Nurse, 53, who was twice refused a coronavirus test, was found dead of COVID-19

A nurse was found dead of COVID-19 alone in her home, just days after she was twice denied a test because she did not show severe symptoms.

The nurse was treating a patient at Henry Ford Hospital in Detroit. She believed she contracted the virus,  but since she didn’t show severe symptoms, no one took her seriously. A few days later, they found her dead in her Michigan home, as reported by Mail Online.

Last Wednesday, days before Lisa Ewald was about to celebrate her 54th birthday, a friend of hers found her lifeless body inside her living room in Dearborn, Michigan.

Lisa’s friends and family describe her as a happy and optimistic person. She was also known to have asthma.

Posted by Lisa Ewald on Friday, August 19, 2016

Although her condition was underlying, Ewald was willing to put her own life at risk to help others.

Her niece, Candace Ewald, shared with WXYZ-TV:

“She dedicated her life to obviously healthcare and helping other people, but also to my grandmother.”

Joseph Lenard, a friend of the late woman, says that she gave no concern for herself, but for the people around her. Lisa was loved not only by her friends and family but also by the staff of the hospital she worked at. Wright Lassiter III, CEO of the Henry Ford Health System, expressed his condolences:

“There are not adequate words to describe how saddened we are. Our hearts ache for our employee’s family, friends and colleagues.
As health care providers on the front lines of this pandemic, we know we are not immune to its traumatic effects. We continue to fight with every resource we have to protect our employees and provide the safest care to our patients.”

Lisa Ewald had been a member of the Ford Hospital’s staff for the past 20 years. She was working there as a nurse, and as per Detroit Free Press, she most recently specialized in post-surgery rehab.

Ewald’s niece and nephew, Mandi and Micah Standifer describe her as a ‘nerd in the best way’. Their aunt loved visiting Motor City Comic-Con, especially for Star Trek and the Harry Potter franchise. They couldn’t believe Lisa didn’t beat the disease, since as they say, ‘she was so full of life’.

Posted by Linda Lea Scharf Brazier on Wednesday, April 1, 2020

Mandi Standifer, Lisa’s 32-year-old niece, told the Free Press that her aunt believed that she contracted the deadly virus while treating a patient who would later test positive. Ewald shared with her niece she wasn’t wearing a mask while interacting with the patient.

After treating this person, Lisa asked the hospital staff to be tested for COVID-19 twice in late March.

Unfortunately, she was rejected being tested both of the times because her symptoms were not severe enough.

Her other niece, Carly Ewald, told FOX 2 Detroit that her aunt lost her sense of smell and taste as her condition deteriorated.

Sadly, by the time Ewald managed to get tested, it was too late. Candace Ewald, another one of Lisa’s nieces said:

“She just loved the family and she just loved everybody and she just wanted to make sure everybody was okay all the time. She always wanted to make sure everybody was okay.”
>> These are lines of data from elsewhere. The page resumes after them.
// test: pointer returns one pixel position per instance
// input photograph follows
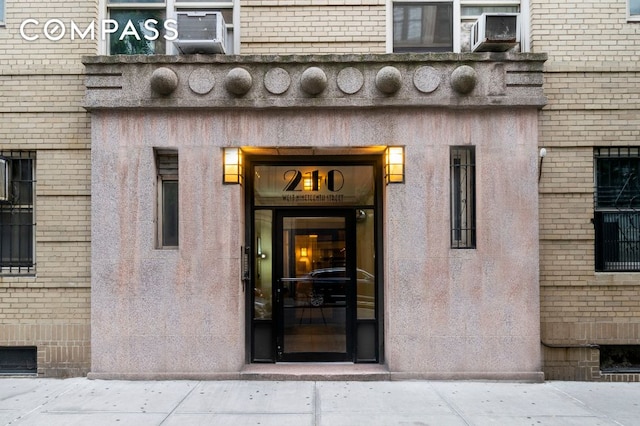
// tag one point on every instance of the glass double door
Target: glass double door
(315, 294)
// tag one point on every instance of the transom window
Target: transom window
(617, 209)
(144, 27)
(444, 26)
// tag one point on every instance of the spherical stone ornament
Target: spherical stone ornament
(350, 80)
(277, 81)
(201, 81)
(238, 81)
(313, 81)
(164, 81)
(389, 80)
(426, 79)
(464, 79)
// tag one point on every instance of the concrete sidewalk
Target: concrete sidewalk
(79, 401)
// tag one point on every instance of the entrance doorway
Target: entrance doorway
(315, 232)
(315, 295)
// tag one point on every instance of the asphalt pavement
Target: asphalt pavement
(80, 401)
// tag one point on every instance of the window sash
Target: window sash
(168, 198)
(423, 26)
(633, 10)
(616, 204)
(169, 218)
(17, 218)
(463, 226)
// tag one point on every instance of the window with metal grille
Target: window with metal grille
(17, 219)
(463, 197)
(617, 209)
(167, 168)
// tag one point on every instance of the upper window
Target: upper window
(444, 26)
(617, 213)
(634, 10)
(17, 186)
(147, 27)
(423, 27)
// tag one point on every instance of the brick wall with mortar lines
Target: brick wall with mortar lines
(591, 81)
(305, 26)
(42, 89)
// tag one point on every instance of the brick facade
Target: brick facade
(42, 87)
(592, 81)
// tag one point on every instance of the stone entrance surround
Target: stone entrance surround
(470, 314)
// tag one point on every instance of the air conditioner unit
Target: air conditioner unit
(201, 32)
(495, 32)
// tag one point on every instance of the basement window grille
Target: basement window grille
(18, 360)
(620, 359)
(617, 209)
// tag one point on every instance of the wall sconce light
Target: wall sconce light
(232, 167)
(543, 153)
(394, 164)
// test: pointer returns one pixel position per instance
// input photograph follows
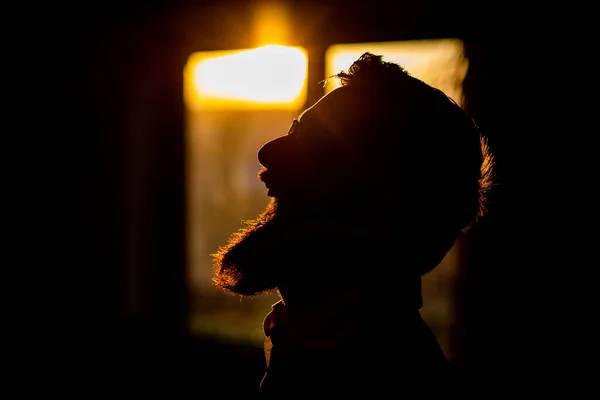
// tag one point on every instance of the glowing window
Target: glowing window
(270, 77)
(236, 101)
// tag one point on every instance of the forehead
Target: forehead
(332, 109)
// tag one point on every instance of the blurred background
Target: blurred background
(160, 108)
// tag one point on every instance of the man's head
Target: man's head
(384, 161)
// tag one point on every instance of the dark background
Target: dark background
(105, 224)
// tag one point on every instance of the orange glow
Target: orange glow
(271, 76)
(271, 23)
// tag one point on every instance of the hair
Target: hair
(429, 144)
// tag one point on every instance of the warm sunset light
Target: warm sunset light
(440, 63)
(271, 76)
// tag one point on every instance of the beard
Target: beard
(248, 264)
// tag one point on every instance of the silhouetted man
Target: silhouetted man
(370, 189)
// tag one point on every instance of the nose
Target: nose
(274, 151)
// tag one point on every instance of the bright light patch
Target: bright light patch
(271, 76)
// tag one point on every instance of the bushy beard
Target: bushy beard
(249, 262)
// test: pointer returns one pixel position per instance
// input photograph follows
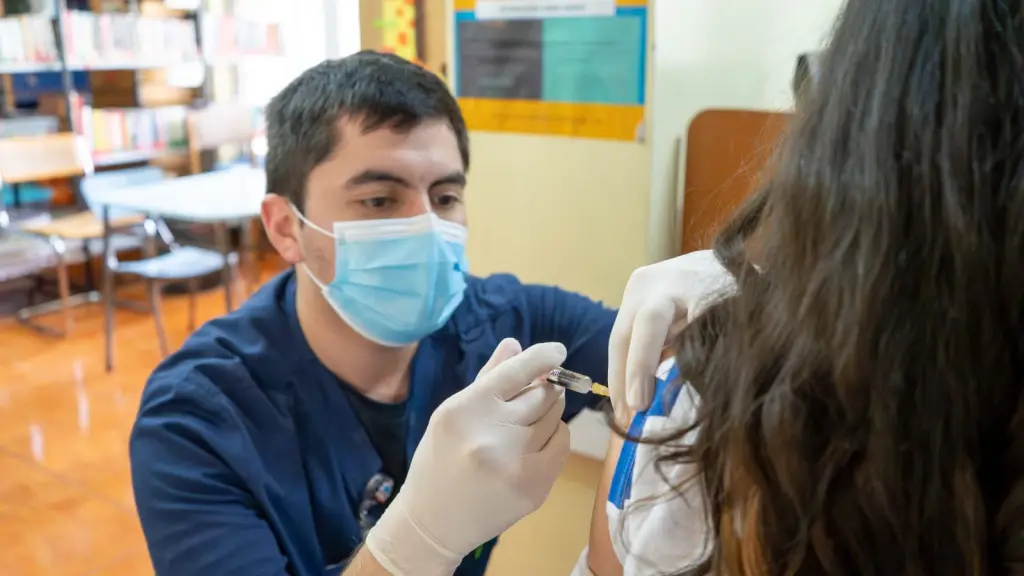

This tragic case raised many questions about testing employees. The Henry Ford Health System’s response was:

“Regarding employee testing, we adhere strictly to the CDC guidelines. Currently, the CDC recommends testing employees only when they become symptomatic.”

In the past weekend, Michigan has been shaken over the deaths of two other healthcare professionals who contracted COVID-19.

The first one was Divinia Accad, 72, a long-time nurse at the VA’s John D. Dingell Medical Center in Detroit. She lost her life to complications of the coronavirus. Another nurse, James House, 40, working at a Detroit nursing home, died last week after falling ill. Before dying, House exhibited symptoms of the virus, including shortness of breath, dry cough, and a low-grade fever.

By April 6th, the coronavirus cases in Michigan are 15,718, with 617 deaths. In the United States, the numbers are horrifying: 336,862 total cases and 9,625 deaths.

Tragically, these numbers are real people with real-life stories. Lisa Ewald was a loving nurse who lost her life to the deadly virus while saving the lives of others.